- The Washington Times - Wednesday, June 24, 2009

Ford’s focus on fuel efficiency paid big dividends Tuesday when the Energy Department said it would lend $5.9 billion to the company to develop more green cars.

Ford Motor Co. and two other automakers became the first beneficiaries of the Department of Energy’s $25 billion fund, established last year, to promote fuel efficiency.

Nissan Motor Co. won $1.6 billion and Tesla Motors Inc. was awarded $465 million.

Energy Secretary Steven Chu announced the awards at Ford’s Research and Innovation Center in Dearborn, Mich.

Ford, the nation’s second-largest automaker, will use the funds to help upgrade factories in five Midwestern states to produce 13 fuel-efficient vehicles.
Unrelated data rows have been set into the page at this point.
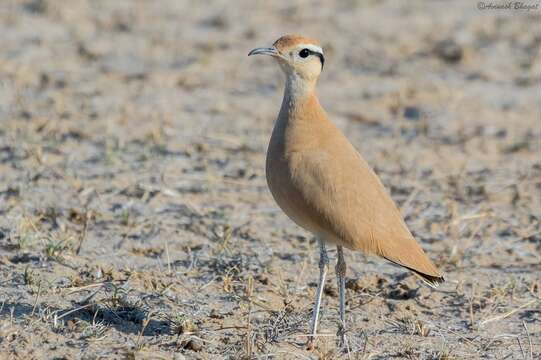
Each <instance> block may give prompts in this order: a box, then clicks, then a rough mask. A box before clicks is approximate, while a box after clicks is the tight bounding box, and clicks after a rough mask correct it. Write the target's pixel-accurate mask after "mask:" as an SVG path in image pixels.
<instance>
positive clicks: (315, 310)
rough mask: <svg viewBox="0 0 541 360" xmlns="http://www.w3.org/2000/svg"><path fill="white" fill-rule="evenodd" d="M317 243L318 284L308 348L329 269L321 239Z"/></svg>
mask: <svg viewBox="0 0 541 360" xmlns="http://www.w3.org/2000/svg"><path fill="white" fill-rule="evenodd" d="M317 240H318V242H319V283H318V285H317V291H316V300H315V303H314V310H313V312H312V323H311V326H310V338H309V339H308V346H309V347H310V346H311V345H312V342H313V341H314V340H315V337H316V332H317V322H318V320H319V307H320V305H321V296H322V294H323V287H324V286H325V277H326V276H327V271H328V269H329V257H328V256H327V250H326V249H325V242H324V240H323V239H322V238H320V237H318V238H317Z"/></svg>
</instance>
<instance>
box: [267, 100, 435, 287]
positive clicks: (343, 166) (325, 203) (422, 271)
mask: <svg viewBox="0 0 541 360" xmlns="http://www.w3.org/2000/svg"><path fill="white" fill-rule="evenodd" d="M286 105H287V104H286ZM267 181H268V184H269V188H270V190H271V193H272V194H273V196H274V198H275V200H276V202H277V203H278V205H279V206H280V207H281V208H282V210H284V212H285V213H286V214H287V215H288V216H289V217H290V218H291V219H292V220H293V221H295V222H296V223H297V224H298V225H300V226H302V227H304V228H306V229H307V230H309V231H311V232H313V233H315V234H318V235H320V236H323V237H324V238H326V239H327V240H329V241H332V242H335V243H336V244H338V245H343V246H345V247H347V248H349V249H354V250H362V251H364V252H365V253H370V254H376V255H379V256H382V257H384V258H386V259H388V260H390V261H392V262H394V263H396V264H399V265H402V266H404V267H407V268H408V269H410V270H412V271H414V272H415V273H417V274H418V275H420V276H421V277H423V278H424V280H427V281H428V282H429V283H431V282H433V283H437V282H438V281H439V280H440V277H441V275H440V273H439V272H438V270H437V269H436V267H435V266H434V265H433V264H432V262H431V261H430V259H428V257H427V256H426V254H425V253H424V252H423V250H422V249H421V247H420V246H419V244H418V243H417V242H416V241H415V239H414V238H413V236H412V234H411V233H410V231H409V230H408V228H407V226H406V224H405V223H404V221H403V219H402V216H401V214H400V212H399V210H398V209H397V207H396V205H395V204H394V202H393V201H392V199H391V197H390V196H389V195H388V193H387V191H386V190H385V188H384V187H383V185H382V184H381V182H380V180H379V178H378V177H377V176H376V174H375V173H374V172H373V170H372V169H371V168H370V166H369V165H368V164H367V163H366V161H365V160H364V159H363V158H362V157H361V156H360V154H359V153H358V152H357V151H356V150H355V148H354V147H353V146H352V145H351V144H350V142H349V141H348V140H347V138H346V137H345V136H344V135H343V134H342V132H341V131H340V130H339V129H338V128H337V127H336V126H335V125H334V124H333V123H331V122H330V121H329V120H328V119H327V116H326V114H325V112H324V110H323V109H322V108H321V106H320V105H319V102H318V100H317V98H316V97H315V96H314V95H312V96H311V97H310V98H309V99H307V100H306V101H304V102H303V103H301V104H296V105H295V106H292V107H291V108H289V109H288V108H287V107H286V108H285V109H284V106H283V107H282V110H281V111H280V115H279V118H278V120H277V122H276V125H275V128H274V130H273V134H272V137H271V141H270V144H269V149H268V153H267Z"/></svg>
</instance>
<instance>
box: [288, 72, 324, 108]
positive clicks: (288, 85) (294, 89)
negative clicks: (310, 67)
mask: <svg viewBox="0 0 541 360" xmlns="http://www.w3.org/2000/svg"><path fill="white" fill-rule="evenodd" d="M315 87H316V80H313V81H312V80H307V79H304V78H301V77H300V76H299V75H297V74H296V73H288V74H287V76H286V85H285V90H284V99H283V100H282V107H281V109H280V118H291V115H292V114H294V113H298V112H299V111H301V109H302V108H304V107H305V106H306V105H307V104H309V103H316V104H317V105H318V106H319V102H318V100H317V97H316V94H315Z"/></svg>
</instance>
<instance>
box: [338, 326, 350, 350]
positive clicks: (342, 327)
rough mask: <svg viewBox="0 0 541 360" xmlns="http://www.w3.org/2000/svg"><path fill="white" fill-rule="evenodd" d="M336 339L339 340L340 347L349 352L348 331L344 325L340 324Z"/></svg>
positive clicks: (338, 340) (338, 341)
mask: <svg viewBox="0 0 541 360" xmlns="http://www.w3.org/2000/svg"><path fill="white" fill-rule="evenodd" d="M336 337H337V338H338V347H339V348H340V349H343V350H344V351H348V349H349V346H348V343H347V337H346V329H345V327H344V326H343V325H342V324H340V325H339V326H338V331H337V332H336Z"/></svg>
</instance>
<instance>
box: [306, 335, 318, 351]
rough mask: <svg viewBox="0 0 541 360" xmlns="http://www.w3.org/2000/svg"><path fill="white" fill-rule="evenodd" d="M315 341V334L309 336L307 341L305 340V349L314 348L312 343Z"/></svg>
mask: <svg viewBox="0 0 541 360" xmlns="http://www.w3.org/2000/svg"><path fill="white" fill-rule="evenodd" d="M315 341H316V337H315V336H310V337H309V338H308V341H306V350H314V343H315Z"/></svg>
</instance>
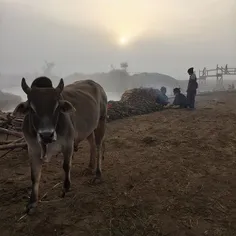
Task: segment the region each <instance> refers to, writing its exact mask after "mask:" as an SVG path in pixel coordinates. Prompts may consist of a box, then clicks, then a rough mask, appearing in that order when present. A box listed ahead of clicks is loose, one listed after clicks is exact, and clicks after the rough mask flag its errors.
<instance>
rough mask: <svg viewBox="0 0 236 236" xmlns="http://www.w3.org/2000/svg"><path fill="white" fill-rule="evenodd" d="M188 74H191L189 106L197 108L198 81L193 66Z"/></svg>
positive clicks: (187, 91)
mask: <svg viewBox="0 0 236 236" xmlns="http://www.w3.org/2000/svg"><path fill="white" fill-rule="evenodd" d="M188 74H189V81H188V89H187V100H188V107H189V108H190V109H195V96H196V94H197V88H198V83H197V77H196V75H195V73H194V68H193V67H191V68H189V69H188Z"/></svg>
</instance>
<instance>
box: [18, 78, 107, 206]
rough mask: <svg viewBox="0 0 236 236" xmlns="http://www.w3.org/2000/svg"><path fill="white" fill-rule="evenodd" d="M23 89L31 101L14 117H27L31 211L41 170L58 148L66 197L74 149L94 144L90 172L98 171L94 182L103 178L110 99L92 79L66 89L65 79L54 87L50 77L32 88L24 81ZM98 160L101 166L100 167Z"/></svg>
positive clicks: (39, 80)
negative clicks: (102, 156) (19, 115)
mask: <svg viewBox="0 0 236 236" xmlns="http://www.w3.org/2000/svg"><path fill="white" fill-rule="evenodd" d="M21 87H22V89H23V91H24V92H25V93H26V94H27V101H26V102H22V103H20V104H19V105H18V106H17V107H16V109H15V111H14V114H21V115H22V114H23V115H25V118H24V122H23V127H22V131H23V133H24V137H25V140H26V142H27V144H28V153H29V156H30V158H31V180H32V192H31V196H30V201H29V204H28V205H27V211H29V210H30V209H32V208H34V207H36V206H37V203H38V191H39V182H40V177H41V168H42V164H43V162H44V161H48V160H49V159H50V157H51V156H52V154H53V150H54V149H55V148H56V147H59V148H60V151H61V152H62V154H63V156H64V162H63V169H64V172H65V179H64V191H63V195H64V194H65V193H66V192H67V191H69V189H70V185H71V179H70V169H71V162H72V157H73V152H74V150H78V144H79V143H80V142H81V141H82V140H85V139H87V140H88V142H89V144H90V161H89V170H91V171H92V170H93V169H96V176H95V178H94V180H96V179H101V172H102V170H101V161H102V156H103V152H104V150H103V149H104V143H103V142H104V135H105V128H106V117H107V96H106V93H105V91H104V89H103V88H102V87H101V86H100V85H99V84H97V83H96V82H94V81H92V80H83V81H78V82H75V83H73V84H70V85H67V86H65V88H64V82H63V79H61V80H60V82H59V84H58V86H57V87H56V88H53V86H52V82H51V80H50V79H49V78H47V77H39V78H37V79H35V80H34V81H33V83H32V85H31V87H29V86H28V85H27V83H26V81H25V79H24V78H23V79H22V81H21ZM96 159H97V164H96Z"/></svg>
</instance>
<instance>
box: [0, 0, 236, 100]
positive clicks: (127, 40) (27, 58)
mask: <svg viewBox="0 0 236 236" xmlns="http://www.w3.org/2000/svg"><path fill="white" fill-rule="evenodd" d="M235 12H236V2H235V0H225V1H224V2H223V1H219V0H205V1H197V0H169V1H164V0H163V1H162V0H149V1H144V0H140V1H134V0H127V1H124V0H120V1H114V0H109V1H108V0H100V1H94V0H86V1H73V0H68V1H63V0H57V1H56V0H41V1H31V0H0V89H1V90H2V91H3V92H4V91H5V92H10V93H13V94H16V95H20V96H21V97H22V98H23V99H25V95H24V94H23V93H22V91H21V89H20V81H21V77H22V76H25V77H26V79H27V81H29V83H31V82H32V80H33V79H34V78H35V77H36V76H40V75H43V74H45V64H46V63H47V62H53V63H54V65H53V67H52V68H51V70H50V71H49V73H48V74H46V75H50V76H51V78H52V80H53V83H54V84H56V83H57V82H58V81H59V78H61V77H63V78H64V79H65V83H66V84H68V83H70V82H73V81H75V80H79V79H85V78H91V79H94V80H96V81H98V82H100V83H101V84H102V85H103V86H104V87H105V89H106V92H107V93H108V97H109V98H110V99H112V100H118V99H119V97H120V95H121V94H122V92H123V91H124V90H125V89H129V88H133V87H140V86H144V87H145V86H151V87H155V88H160V87H161V86H166V87H167V92H168V94H171V93H172V89H173V87H175V86H180V85H181V87H182V88H183V89H185V87H186V82H184V81H182V82H181V81H180V82H179V80H187V79H188V75H187V73H186V70H187V69H188V68H189V67H191V66H194V68H195V71H196V73H197V75H198V70H199V69H202V68H203V67H208V68H215V67H216V64H220V65H225V64H228V65H230V66H232V67H235V66H236V64H235V61H236V31H235V25H234V23H235V22H236V16H235ZM121 62H128V68H127V72H126V70H123V69H122V68H120V63H121ZM144 72H145V73H148V74H145V73H144ZM126 73H127V74H126ZM227 79H228V78H227ZM229 79H230V80H234V79H236V78H229ZM214 83H215V82H214V81H210V80H209V83H208V87H209V89H210V88H211V89H212V86H213V87H214ZM227 83H228V82H226V84H227ZM209 84H210V85H209ZM202 89H203V90H204V89H205V90H207V89H208V88H207V87H205V88H202ZM16 100H17V99H16Z"/></svg>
Nissan will modify a Smyrna, Tenn., plant to build advanced vehicles and lithium ion batteries. Tesla, a Silicon Valley startup that lists Google co-founders Sergey Brin and Larry Page among its investors, will develop all-electric vehicles and electric drive powertrains in California.

The loans are to help automakers meet new fuel-efficiency standards, passed in 2007, of at least 35 mpg by 2020, a 40 percent increase over current requirements.

President Obama has made fuel efficiency a priority, in some cases reversing Bush-era decisions.

With the loan, Ford gains the ability to extend its lead in fuel-efficient cars, which have helped it gain market share in recent months.

Ford’s share of U.S. car sales rose to 16.8 percent last month from 13.7 percent in January.

“This is a tremendous development,” Ford Chief Executive Officer Alan Mulally told the Associated Press.

The loans will help Ford build a wide range of fuel-efficient cars, he said.

“We want to be in every market segment in the U.S.,” Mr. Mulally said. “Every year, forever, we want to continue to improve fuel efficiency.”

Ford expects to begin repaying the loans in 2012, with an interest rate based on the current U.S. Treasury rate hovering between 3 percent and 4 percent, Ford spokesman Mike Moran told the AP.